Pour éviter une telle évolution, la Cour Fédérale « accorde » trois mois au Gouvernement allemand et au Bundestag pour assurer que la politique de la BCE ne viole pas la prohibition du financement monétaire du déficit. Ceci suppose que les achats de titres de la BCE sont :

  • proportionnels : « assez facile à montrer», les achats ayant une base nationale, mais plus compliqué d’un point de vue qualitatif, ce que veut la Cour, pour répondre aux objectifs poursuivis qui doivent être démontrés comme ajustés aux situations et justes,
  • de qualité : ce qui est aujourd’hui assez complexe, compte tenu de la situation économique,  où tous sont plus risqués,
  • d’obéir aux « clefs de capital » : à gérer. Ces « clefs » consistent à acheter des actifs financiers au prorata de la part de chaque pays dans le capital de la banque. Ceci est techniquement possible à l’échéance du plan, sachant qu’en mars et en avril, la BCE a acheté beaucoup de papier italien. Donc il faudra cesser,
  • de ne pas acheter plus de 33% de l’émission d’un émetteur donné, sachant que le pourcentage devrait être actuellement de 31% pour l’Allemagne, ce qui pose une limite proche, et surtout des questions redoutables pour les autres pays (toujours les mêmes).

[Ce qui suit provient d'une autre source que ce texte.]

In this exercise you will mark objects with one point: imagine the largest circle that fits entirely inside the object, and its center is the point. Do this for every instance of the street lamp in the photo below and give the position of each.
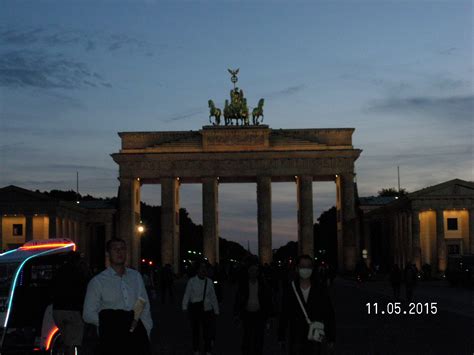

La « bonne nouvelle » est que ce jugement ne porte pas sur le PEEP (Pandemic Emergeny Purchase Programme, pour financer les effets de la Pandémie), question de calendrier en fait, pour autant que la BCE n’a pas encore mis en œuvre ses décisions de les augmenter, sinon de les doubler de 750 à 1 500 milliards d’euros ! Pour s’en sortir, il faudra que la BCE revoie cette règle des 33%, autrement elle ne pourra mener sa politique pour contrer les effets de la pandémie, et moins encore pour financer la relance.

L’étrange bonne nouvelle est que les commentateurs allemands ne semblent pas inquiets, l’expertise de la BCE devant permettre selon eux de trouver les bons arguments. Ceci paraît bien optimiste : d’abord, ce sont le gouvernement et le Parlement allemands qui doivent convaincre la Cour allemande. Ensuite si elle est convaincue, c’est qu’elle se sera trompée ! Enfin le contraste entre les besoins de financement liés à la crise actuelle, avec ce jugement, même défait, pose un problème ; comment s’affranchir des limites antérieures ? Rien de cela n’ira de soi : les juges allemands ont montré les limites des arrangements et des non-dits des Traités, face à des conceptions dépassées. Demain, ça passe ou ça casse. Il faudra dire si l’on s’occupe de la zone monétaire dans son ensemble, ou de chacun de ses membres.